Z głową uniesioną w górze szedł dalej, obserwując bacznie wiewiórkę, która skakała między koronami drzew. Nie wyglądała na przestraszoną, a nawet podobało się jej to, że wzrok basiora za nią podąża. Nawet nie zorientował się, kiedy wystąpił z gąszczu i całość swojej skromnej osoby zaprezentował nieznajomej wówczas jeszcze waderze. Zastrzygła uszami i bacznie śledziła każdy ruch Valkoinena, będąc gotowa do ataku. Chrząknęła jeszcze, ponieważ przyuważyła, że ten jeszcze nie zdał sobie sprawy, że nie jest już sam. Przymrużył nieco oczy, kiedy oślepiło go słońce, które wyłoniło się zza chmur, następnie niebieskie ślepia skierowały się w stronę wilczycy. Uśmiechnął się do niej lekko, poznając w niej członka Watahy Smoczego Ostrza.
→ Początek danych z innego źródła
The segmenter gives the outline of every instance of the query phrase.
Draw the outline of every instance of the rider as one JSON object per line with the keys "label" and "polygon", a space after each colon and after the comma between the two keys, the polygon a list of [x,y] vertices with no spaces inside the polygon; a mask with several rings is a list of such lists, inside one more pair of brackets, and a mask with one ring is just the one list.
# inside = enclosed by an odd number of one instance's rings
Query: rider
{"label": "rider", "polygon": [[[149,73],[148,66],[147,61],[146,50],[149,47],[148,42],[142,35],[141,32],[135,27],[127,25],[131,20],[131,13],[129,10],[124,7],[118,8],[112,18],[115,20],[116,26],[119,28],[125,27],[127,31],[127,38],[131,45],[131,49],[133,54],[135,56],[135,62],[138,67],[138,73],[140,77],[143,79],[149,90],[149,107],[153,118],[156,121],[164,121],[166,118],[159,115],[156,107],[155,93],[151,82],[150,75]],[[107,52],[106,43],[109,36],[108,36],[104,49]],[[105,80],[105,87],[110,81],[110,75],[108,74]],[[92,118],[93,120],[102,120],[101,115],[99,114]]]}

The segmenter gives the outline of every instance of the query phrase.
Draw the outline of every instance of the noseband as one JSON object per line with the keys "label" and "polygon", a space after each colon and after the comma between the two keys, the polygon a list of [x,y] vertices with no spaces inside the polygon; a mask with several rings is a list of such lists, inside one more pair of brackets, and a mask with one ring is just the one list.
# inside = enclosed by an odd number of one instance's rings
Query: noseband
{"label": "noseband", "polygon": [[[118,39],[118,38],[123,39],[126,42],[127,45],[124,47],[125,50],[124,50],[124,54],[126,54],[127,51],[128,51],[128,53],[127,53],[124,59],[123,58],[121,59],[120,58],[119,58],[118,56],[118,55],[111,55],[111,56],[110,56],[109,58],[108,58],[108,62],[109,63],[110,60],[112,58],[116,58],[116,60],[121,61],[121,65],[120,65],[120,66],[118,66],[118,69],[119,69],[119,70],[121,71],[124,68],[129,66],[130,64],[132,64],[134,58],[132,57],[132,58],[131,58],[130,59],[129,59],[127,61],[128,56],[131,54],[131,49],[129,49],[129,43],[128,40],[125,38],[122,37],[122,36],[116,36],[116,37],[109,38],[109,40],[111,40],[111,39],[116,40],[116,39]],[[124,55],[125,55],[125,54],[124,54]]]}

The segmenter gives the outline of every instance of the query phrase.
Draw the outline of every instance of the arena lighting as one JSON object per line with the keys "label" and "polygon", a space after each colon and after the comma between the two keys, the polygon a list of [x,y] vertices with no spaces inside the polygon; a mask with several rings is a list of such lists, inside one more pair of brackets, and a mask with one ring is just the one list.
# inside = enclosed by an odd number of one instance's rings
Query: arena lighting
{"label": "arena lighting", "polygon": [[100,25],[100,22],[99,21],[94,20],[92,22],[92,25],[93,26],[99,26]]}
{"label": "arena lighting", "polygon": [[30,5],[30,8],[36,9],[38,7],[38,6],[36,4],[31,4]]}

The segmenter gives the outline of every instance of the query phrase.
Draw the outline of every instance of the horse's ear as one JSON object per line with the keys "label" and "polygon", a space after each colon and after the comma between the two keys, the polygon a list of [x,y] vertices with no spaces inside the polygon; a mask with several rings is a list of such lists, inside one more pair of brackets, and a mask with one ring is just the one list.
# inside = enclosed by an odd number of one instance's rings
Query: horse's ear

Rozejrzał się wokół i zauważył wiszącą kłodę. Nie wiedział, co o tym sądzić, ale w chwilę moment zauważył, że szarawa wadera wydaje się zmęczona i poobijana. Jej futro było całe w piachu, a na grzbiecie widoczne lekkie zadrapania.
– Nic ci nie jest? – zapytał troskliwie, podchodząc do niej.
– Nie podchodź – burknęła nieco podejrzliwie, choć wyglądała na całkiem sympatyczną. – Nic mi nie jest, tylko trenowałam. – Uśmiechnęła się niepewnie.
– Trenowałaś? Rozumiem, rozumiem, że przerwałem. Przepraszam najmocniej, ale może mógłbym coś zaproponować na te otarcia – starał się mówić przyjaznym tonem, chcąc zachęcić do siebie nową znajomą.
– Nie, to nie pierwszy raz. Wyleczą się raz-dwa!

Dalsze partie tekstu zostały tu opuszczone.